US’ SEC disables MFA, falls to fraud attack

A pair of events, one nefarious and the other seemingly innocuous, allegedly combined to allow the takeover of a U.S. government regulator’s X account.
Someone reportedly was able to perform a SIM swap on a Securities and Exchange Commission phone account January 9.
Complicating the situation, SEC staff in July decided to temporarily disable multi-factor authentication on the agency’s X account to deal with problems staff were having accessing the account.
MFA was not restored until after the January 9 SIM swap attack.
That means the X account was unprotected for whoever swapped the SIM card and changed the access password.

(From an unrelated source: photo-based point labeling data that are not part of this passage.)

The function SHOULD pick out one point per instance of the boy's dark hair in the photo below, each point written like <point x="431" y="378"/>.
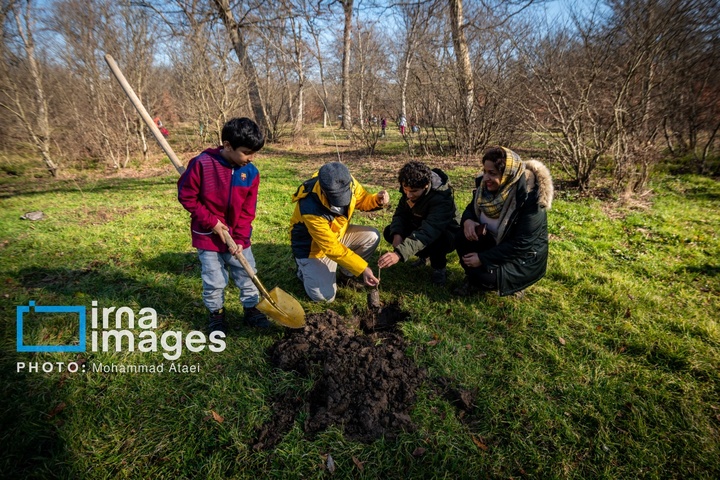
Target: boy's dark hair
<point x="496" y="155"/>
<point x="243" y="132"/>
<point x="414" y="175"/>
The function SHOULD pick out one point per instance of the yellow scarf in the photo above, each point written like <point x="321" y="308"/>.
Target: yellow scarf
<point x="491" y="203"/>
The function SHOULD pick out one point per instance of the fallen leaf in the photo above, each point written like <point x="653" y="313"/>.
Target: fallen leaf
<point x="479" y="443"/>
<point x="419" y="452"/>
<point x="58" y="408"/>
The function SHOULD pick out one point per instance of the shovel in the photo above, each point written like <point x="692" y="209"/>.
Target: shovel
<point x="276" y="304"/>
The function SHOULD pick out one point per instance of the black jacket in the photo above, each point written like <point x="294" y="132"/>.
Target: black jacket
<point x="433" y="215"/>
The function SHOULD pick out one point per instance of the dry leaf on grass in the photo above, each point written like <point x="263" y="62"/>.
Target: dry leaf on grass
<point x="58" y="408"/>
<point x="217" y="417"/>
<point x="419" y="452"/>
<point x="479" y="443"/>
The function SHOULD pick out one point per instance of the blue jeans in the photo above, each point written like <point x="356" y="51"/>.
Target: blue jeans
<point x="215" y="266"/>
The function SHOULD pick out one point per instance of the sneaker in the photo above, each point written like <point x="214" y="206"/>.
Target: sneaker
<point x="466" y="289"/>
<point x="255" y="318"/>
<point x="420" y="262"/>
<point x="349" y="282"/>
<point x="439" y="276"/>
<point x="216" y="322"/>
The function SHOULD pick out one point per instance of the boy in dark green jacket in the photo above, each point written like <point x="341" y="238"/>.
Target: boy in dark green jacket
<point x="425" y="221"/>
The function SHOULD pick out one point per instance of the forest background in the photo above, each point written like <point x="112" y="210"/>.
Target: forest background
<point x="607" y="369"/>
<point x="626" y="83"/>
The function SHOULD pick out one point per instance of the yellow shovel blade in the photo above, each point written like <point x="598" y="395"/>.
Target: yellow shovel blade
<point x="288" y="312"/>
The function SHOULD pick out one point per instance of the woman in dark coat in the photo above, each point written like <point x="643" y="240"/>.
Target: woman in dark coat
<point x="503" y="241"/>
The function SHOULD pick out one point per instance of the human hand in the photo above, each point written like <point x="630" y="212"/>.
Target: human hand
<point x="222" y="230"/>
<point x="397" y="240"/>
<point x="469" y="230"/>
<point x="471" y="260"/>
<point x="388" y="260"/>
<point x="219" y="228"/>
<point x="383" y="197"/>
<point x="369" y="278"/>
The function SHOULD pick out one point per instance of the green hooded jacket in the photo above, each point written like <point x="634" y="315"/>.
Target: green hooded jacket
<point x="433" y="215"/>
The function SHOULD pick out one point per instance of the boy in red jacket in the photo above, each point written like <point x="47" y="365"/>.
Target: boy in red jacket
<point x="219" y="189"/>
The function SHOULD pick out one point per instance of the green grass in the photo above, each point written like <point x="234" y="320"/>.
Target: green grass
<point x="608" y="368"/>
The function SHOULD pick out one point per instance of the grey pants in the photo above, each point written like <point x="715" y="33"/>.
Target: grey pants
<point x="318" y="274"/>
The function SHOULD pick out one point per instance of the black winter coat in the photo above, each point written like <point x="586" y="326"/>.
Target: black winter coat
<point x="521" y="252"/>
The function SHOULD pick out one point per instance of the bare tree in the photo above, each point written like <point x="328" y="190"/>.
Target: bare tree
<point x="569" y="106"/>
<point x="27" y="102"/>
<point x="466" y="83"/>
<point x="347" y="6"/>
<point x="234" y="30"/>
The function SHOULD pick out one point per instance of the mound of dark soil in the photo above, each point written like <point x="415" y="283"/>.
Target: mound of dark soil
<point x="363" y="382"/>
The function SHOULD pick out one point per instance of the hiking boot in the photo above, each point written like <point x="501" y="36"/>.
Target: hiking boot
<point x="420" y="262"/>
<point x="255" y="318"/>
<point x="466" y="289"/>
<point x="439" y="276"/>
<point x="349" y="282"/>
<point x="216" y="322"/>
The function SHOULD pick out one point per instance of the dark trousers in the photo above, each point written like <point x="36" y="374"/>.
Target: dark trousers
<point x="436" y="251"/>
<point x="483" y="276"/>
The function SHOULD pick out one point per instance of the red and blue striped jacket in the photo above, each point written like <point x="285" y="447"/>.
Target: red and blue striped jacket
<point x="212" y="189"/>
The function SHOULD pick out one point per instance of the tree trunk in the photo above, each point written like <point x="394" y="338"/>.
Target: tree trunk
<point x="347" y="8"/>
<point x="256" y="100"/>
<point x="40" y="132"/>
<point x="462" y="55"/>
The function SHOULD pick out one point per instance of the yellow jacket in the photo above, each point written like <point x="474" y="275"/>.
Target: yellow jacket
<point x="315" y="230"/>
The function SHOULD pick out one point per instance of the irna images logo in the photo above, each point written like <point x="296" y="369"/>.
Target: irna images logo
<point x="115" y="329"/>
<point x="22" y="310"/>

It is not known who pulled off the attack, but there was at least one fraudulent post on @SECGov: the bogus announcement that the SEC signed off on spot bitcoin exchange-traded funds.
The government is still collecting information on both incidents, but as of January 22, investigators could find no evidence that someone “gained access to SEC systems, data, devices, or other social media accounts,” according to an agency statement.
The SIM swap occurred using the SEC’s telecommunication carrier systems and not SEC systems. The carrier has not been named.
It is not known how someone persuaded the telco to alter the card or how the person knew which phone number was on the account.
The American government’s top cybersecurity bodies urged IAM developers and vendors to strengthen MFA implementations to protect against hacks late last year.